By Grant Foster
Also known as spinners, thread lines, or eggbeaters, a spinning reel is the most common of all fishing reels. Its operating mechanism is simple enough that most novice anglers find it suitable for lure casting and bait fishing.
Here are the major components of the spinning reel.
An important component not only of a spinning reel but also of all fishing reels, the handle allows an angler to retrieve the line and the fish after a catch easily. It is designed to let anglers operate with either hand (left or right), wherever it may be fitted to the sockets of the body.
Some are made with rubber grips to be resistant to slips, but most are made of aluminium, graphite, or other metals that can withstand torsion and pressure. Most fishing reels, such as bait casting reels, have handles on either side of the body, but on spinning reels, single handles are more common.
Your fishing reel’s handle should be comfortable and smooth to the touch, as you’d want it to be dependable when you rotate it by hand to retrieve the line back after casting, to stand up all weathers, and to let you exert minimal effort when rotating. Handles can be bought separately from your reel and are easily replaceable when worn out.
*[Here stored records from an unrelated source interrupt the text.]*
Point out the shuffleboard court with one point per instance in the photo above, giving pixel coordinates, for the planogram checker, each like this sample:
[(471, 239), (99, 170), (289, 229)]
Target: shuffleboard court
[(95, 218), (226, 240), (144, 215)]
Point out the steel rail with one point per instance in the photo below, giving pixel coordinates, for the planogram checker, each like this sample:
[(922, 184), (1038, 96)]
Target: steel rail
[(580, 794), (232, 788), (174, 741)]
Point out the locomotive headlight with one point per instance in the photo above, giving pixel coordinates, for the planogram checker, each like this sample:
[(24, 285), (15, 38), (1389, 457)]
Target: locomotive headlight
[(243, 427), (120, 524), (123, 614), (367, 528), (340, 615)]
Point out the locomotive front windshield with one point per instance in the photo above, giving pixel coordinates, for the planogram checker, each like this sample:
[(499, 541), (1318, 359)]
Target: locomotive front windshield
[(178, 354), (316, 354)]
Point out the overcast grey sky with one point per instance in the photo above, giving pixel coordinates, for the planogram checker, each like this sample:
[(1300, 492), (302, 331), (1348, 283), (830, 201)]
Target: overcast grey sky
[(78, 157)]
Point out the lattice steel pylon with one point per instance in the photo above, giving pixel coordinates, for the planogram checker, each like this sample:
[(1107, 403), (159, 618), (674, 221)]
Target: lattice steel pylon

Just like the handle, the body of a fishing reel can also be aluminium or graphite, but most are made out of plastic. It is a reel’s central component as it holds all other features together. Robust metal-bodied reels tend to be the top choice for most anglers as they are more durable and last longer compared to reels made out of plastic. Although metals will rust in the long run, they’re still more suitable for a fishing reel’s body as they’re less likely to warp, bend, or fall apart when overused.
Drag Adjustment Knob
The drag adjustment knob is the button to press when the need for increasing or decreasing the amount of drag or friction on the line arises. It’s a standard feature, especially in spinning reels where it’s usually positioned near the handle and is easy to access when you need to make a sudden change during casting and retrieving. For this reason, most beginner anglers opt to use a spinning reel.
In terms of importance, the spool comes next to the handle. It is mainly responsible for holding the line in place and rotates when retrieving but turns on its own when casting. The line should be properly woven around the axis because when not spooled correctly, it tangles and becomes a pain point when fishing.
The bail is a semi-circular feature of a spinning reel and is designed to ensure the line won’t run off the spool. It reduces the backlash seen on other types of reel, like the bait caster. It flips forward when the line is released during casting and flips back to its original point during retrieving. This unique feature makes spinning reels’ casting mechanism a whole lot easier.
This feature prevents your spinning reel from rotating backwards and is hugely important when the fish fights and pulls the line out, as a line that’s forced back can cause issues concerning snags, tangles, and breaks. You can switch the anti-reverse on and off depending on your preference. When it’s disabled, it engages a drag and allows the line to go forward, thus, loosening tension.
The roller eliminates line twists as it is the contact point of the line and forces a potential twist forward towards the end of the line. The line of your reel passes through the line roller then through the rod. This feature requires a lot of maintenance on your part as, without proper care, it could cause issues with your reel’s line twists instead of eliminating the problem.
Now that you know the main parts and features of a spinning reel, you’re all set to use it and be able to care for it more appropriately. Never forget to keep watch of water getting into the insides when cleaning your reel. Also, avoid the habit of leaving your reel from the rod for extended periods as this will cause corrosion. Finally, prevent impurities from setting into the reel by regularly spraying moisture repellent.